Andy Anderson (born September 15, 1969) is an American-born record producer, songwriter, remixer, and a four-time Dove Award-winning music producer.

Anderson also appears on "Keys to the Kingdom", "Walking On The Stars", and many more. Anderson produced several songs on many Group 1 Crew's albums and releases, including the Fearless album and Faster EP. His work ranges in many styles of music production from EDM electronic, to rap, modern pop and soul. Anderson began songwriting at the age of 16. In 1993, Anderson attended Orlando's Full Sail University and graduated with a degree in audio engineering. In 1996, Anderson began producing and writing on his own and working with independent talent in Orlando, Florida, and currently operates VRS Studios in Orlando. Since then, Anderson has produced and engineered at some of Central Florida's largest studios. In 2001, Anderson began producing/engineering professionally, and working with some of music's most influential artists of yesteryear, such as George McCrae, songwriter Tony Battaglia, Brent Smith from Shinedown and more.

Anderson is still producing and songwriting to this day. Anderson currently has produced and co-written music for comedic celebrity Anjelah Johnson, also known as Mad TV's Bon Qui Qui, for her comedy rap album, Gold Plated Dreams for Atlantic Records.
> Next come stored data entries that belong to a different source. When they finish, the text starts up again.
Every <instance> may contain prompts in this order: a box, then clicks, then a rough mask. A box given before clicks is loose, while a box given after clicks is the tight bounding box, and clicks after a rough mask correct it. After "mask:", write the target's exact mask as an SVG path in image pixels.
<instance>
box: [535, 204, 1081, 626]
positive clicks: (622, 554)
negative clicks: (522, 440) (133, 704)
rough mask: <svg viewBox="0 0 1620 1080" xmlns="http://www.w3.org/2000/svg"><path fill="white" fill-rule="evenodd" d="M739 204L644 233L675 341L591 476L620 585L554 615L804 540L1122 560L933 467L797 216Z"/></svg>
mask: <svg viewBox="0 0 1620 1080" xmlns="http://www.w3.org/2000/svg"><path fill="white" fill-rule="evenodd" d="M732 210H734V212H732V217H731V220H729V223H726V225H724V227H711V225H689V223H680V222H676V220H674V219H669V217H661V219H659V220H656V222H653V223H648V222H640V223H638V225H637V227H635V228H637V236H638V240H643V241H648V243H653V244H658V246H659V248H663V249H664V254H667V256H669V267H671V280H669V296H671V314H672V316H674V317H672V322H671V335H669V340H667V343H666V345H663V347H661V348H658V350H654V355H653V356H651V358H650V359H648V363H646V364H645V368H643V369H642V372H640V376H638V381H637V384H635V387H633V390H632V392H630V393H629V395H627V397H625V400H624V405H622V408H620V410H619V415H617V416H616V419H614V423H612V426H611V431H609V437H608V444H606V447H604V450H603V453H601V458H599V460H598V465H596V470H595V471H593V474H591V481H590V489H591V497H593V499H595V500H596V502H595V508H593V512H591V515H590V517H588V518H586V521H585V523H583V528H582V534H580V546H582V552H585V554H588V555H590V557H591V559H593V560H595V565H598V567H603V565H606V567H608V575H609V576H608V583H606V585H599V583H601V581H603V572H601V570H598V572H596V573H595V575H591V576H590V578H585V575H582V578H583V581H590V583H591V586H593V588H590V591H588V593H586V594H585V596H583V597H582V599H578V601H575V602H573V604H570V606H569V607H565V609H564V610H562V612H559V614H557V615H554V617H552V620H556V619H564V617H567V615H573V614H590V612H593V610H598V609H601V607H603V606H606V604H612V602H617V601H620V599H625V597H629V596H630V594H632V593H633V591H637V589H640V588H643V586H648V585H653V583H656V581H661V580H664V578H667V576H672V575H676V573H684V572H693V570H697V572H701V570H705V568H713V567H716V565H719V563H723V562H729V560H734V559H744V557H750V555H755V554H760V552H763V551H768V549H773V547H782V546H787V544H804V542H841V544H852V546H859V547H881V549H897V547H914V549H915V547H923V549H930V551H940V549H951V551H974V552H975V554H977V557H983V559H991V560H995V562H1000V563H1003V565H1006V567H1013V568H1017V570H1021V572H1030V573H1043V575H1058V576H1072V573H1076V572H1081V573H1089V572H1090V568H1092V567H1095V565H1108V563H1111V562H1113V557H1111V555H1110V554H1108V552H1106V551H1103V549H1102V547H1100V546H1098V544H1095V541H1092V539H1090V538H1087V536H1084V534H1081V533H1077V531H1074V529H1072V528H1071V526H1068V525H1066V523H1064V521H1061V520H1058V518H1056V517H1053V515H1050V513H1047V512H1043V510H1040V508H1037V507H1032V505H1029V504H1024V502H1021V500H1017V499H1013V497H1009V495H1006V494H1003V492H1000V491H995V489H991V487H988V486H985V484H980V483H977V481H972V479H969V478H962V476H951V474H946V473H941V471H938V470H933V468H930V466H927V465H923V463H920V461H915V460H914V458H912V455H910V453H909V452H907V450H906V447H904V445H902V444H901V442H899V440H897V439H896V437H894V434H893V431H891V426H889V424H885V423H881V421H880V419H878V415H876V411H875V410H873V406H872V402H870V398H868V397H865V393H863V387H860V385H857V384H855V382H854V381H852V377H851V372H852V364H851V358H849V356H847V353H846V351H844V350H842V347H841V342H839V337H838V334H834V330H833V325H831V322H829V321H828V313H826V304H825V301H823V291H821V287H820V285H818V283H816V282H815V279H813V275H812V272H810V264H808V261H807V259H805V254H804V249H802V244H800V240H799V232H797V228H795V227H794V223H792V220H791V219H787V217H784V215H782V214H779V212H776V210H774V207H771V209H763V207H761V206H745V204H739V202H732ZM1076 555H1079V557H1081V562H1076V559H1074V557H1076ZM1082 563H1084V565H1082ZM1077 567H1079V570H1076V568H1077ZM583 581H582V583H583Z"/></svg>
Anderson also produced popular Gotee Records Christian artist Ryan Stevenson's EP titled "Yesterday, Today, Forever". Anderson also produced and wrote songs for American Idols David Willis in 2014 for his debut EP. In 2018, Anderson produced six songs with alternative rock band The American Love Story, out of Orlando.

Anderson has had many of his songs and productions on popular TV shows such as One Tree Hill, MTV, Ellen DeGeneres, Moms' Night Out (2014), Keeping Up With The Kardashians, Bloomingdales and more.